Recherche en laboratoire

Pour évaluer l’impact de l’acidification, des chercheurs ont mené des expériences en laboratoire en recréant des conditions océaniques futures. Ils ont exposé des calmars juvéniles à une eau dont le pH était ajusté pour correspondre aux projections de 2100, soit une baisse de 0,4 unité par rapport à aujourd’hui. Les résultats ont révélé des anomalies dans le développement de leur système nerveux, notamment une réduction de la taille de leur cerveau et des perturbations dans la formation de leurs neurones. Ces expériences, bien que réalisées en milieu contrôlé, offrent un aperçu des défis auxquels les calmars pourraient être confrontés dans leur environnement naturel d’ici la fin du siècle.
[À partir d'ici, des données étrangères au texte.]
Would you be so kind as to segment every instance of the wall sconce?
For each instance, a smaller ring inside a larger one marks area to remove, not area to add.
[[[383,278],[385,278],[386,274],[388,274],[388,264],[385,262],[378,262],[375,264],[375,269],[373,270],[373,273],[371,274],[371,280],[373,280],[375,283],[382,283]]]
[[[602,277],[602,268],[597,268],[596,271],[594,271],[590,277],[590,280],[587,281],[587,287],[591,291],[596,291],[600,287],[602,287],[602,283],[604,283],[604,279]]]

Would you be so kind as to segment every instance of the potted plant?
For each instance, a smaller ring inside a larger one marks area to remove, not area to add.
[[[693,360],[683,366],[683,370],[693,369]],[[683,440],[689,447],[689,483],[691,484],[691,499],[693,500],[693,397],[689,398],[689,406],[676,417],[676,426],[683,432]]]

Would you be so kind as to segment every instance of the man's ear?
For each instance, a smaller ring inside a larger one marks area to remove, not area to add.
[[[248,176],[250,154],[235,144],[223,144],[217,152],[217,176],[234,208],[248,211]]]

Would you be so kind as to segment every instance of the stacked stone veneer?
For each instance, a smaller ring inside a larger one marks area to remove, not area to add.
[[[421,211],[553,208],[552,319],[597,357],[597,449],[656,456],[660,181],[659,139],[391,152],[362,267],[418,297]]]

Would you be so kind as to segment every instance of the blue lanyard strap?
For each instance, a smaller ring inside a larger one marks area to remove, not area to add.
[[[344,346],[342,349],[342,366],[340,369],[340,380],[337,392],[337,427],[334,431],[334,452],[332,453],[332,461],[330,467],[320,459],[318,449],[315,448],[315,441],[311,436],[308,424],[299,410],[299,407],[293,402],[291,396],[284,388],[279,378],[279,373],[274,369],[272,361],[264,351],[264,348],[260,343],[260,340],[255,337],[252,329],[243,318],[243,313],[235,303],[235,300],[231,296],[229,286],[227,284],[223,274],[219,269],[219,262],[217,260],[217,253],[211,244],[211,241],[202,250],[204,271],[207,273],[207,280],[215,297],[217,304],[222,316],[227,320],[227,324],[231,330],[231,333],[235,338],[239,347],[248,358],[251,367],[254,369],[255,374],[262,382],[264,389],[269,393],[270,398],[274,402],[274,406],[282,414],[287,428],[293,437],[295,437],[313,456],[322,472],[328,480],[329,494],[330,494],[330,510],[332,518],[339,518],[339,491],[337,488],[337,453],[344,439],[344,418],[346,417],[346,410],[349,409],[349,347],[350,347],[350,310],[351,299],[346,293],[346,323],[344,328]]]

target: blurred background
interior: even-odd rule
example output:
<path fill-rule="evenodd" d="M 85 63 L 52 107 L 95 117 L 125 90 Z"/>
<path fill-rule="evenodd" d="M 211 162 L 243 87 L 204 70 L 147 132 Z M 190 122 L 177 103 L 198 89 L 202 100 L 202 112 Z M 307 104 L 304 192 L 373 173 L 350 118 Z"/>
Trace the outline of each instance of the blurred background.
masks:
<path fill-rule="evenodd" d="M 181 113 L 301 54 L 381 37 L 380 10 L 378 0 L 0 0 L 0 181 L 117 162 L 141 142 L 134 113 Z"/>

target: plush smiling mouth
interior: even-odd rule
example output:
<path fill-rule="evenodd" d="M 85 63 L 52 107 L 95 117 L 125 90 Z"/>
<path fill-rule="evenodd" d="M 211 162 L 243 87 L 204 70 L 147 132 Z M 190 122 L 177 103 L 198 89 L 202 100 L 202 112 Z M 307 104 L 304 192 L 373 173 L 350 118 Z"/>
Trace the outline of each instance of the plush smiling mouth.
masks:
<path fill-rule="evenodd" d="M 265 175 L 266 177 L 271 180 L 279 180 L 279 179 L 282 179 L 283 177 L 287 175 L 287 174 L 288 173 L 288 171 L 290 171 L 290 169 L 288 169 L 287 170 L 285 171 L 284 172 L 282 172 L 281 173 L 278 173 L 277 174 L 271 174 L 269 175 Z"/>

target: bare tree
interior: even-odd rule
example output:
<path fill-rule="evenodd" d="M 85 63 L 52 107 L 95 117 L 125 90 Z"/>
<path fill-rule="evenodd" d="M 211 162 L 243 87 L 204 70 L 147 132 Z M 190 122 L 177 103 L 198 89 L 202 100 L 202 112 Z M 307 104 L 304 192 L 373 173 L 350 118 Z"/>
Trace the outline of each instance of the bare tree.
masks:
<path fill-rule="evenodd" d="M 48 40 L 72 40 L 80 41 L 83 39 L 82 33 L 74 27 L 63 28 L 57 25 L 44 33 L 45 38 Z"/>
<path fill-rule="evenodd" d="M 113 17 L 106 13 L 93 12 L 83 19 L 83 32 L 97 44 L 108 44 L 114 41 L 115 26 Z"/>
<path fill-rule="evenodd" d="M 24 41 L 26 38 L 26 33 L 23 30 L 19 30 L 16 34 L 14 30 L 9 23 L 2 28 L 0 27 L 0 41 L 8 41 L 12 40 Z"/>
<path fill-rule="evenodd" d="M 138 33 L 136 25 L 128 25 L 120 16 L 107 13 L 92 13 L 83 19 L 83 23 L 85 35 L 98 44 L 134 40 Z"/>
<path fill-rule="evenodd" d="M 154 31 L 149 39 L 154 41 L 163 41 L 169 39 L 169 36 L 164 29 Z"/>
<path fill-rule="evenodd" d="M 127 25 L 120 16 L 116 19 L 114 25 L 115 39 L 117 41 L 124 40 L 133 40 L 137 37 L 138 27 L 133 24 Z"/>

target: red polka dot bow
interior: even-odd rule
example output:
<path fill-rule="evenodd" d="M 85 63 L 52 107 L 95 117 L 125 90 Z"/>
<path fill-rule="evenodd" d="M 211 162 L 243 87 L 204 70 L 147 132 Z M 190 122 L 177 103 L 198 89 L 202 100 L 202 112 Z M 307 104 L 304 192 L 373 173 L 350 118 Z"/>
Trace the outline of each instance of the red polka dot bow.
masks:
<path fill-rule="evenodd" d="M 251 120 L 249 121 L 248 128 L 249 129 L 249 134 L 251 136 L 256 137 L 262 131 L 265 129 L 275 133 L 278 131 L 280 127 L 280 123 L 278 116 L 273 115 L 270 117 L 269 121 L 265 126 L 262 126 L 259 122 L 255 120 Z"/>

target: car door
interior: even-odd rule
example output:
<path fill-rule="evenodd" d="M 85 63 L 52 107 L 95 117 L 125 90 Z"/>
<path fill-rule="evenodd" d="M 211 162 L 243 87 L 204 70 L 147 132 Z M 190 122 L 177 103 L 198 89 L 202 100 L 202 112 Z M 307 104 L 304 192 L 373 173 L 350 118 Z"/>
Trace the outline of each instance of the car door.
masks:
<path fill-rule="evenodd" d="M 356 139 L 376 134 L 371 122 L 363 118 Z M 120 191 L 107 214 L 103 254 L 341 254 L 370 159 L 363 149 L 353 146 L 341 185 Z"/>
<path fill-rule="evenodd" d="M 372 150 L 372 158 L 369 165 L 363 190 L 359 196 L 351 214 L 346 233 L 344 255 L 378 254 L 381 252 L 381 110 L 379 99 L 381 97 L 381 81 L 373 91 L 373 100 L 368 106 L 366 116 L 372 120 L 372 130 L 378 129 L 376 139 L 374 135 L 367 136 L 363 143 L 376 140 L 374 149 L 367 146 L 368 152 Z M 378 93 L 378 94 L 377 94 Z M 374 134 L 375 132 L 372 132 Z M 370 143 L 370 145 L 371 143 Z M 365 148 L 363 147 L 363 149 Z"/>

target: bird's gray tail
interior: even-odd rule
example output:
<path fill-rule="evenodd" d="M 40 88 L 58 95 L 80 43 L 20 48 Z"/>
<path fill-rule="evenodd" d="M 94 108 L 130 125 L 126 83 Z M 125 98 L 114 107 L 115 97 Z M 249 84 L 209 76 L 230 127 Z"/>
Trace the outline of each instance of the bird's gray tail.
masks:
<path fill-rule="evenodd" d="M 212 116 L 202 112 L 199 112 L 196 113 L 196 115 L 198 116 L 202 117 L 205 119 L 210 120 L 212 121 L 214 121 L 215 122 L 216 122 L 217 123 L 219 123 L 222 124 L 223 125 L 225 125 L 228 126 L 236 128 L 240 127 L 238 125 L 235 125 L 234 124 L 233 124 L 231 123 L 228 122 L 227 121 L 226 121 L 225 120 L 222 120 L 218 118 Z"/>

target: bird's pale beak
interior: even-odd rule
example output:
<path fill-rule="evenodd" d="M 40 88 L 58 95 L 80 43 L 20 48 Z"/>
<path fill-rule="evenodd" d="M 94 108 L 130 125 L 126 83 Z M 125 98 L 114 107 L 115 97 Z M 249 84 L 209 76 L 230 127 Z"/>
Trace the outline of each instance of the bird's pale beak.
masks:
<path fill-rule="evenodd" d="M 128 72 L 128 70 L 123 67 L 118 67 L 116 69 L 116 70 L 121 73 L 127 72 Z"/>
Ce que ça pourrait changer

L’acidification des océans s’ajoute à d’autres menaces liées au changement climatique, comme le réchauffement des eaux ou la désoxygénation, qui aggravent la pression sur les écosystèmes marins. Selon le *Groupe d’experts intergouvernemental sur l’évolution du climat* (GIEC), les émissions mondiales de CO₂ doivent être réduites de 45 % d’ici 2030 par rapport à 2010 pour limiter le réchauffement à 1,5 °C, un objectif fixé par l’*Accord de Paris* en 2015. Sans action rapide, les océans continueront d’absorber davantage de CO₂, accélérant l’acidification et ses conséquences sur la faune marine. Les scientifiques appellent à une prise de conscience collective et à des politiques environnementales ambitieuses pour préserver les océans, essentiels à la régulation du climat et à la biodiversité.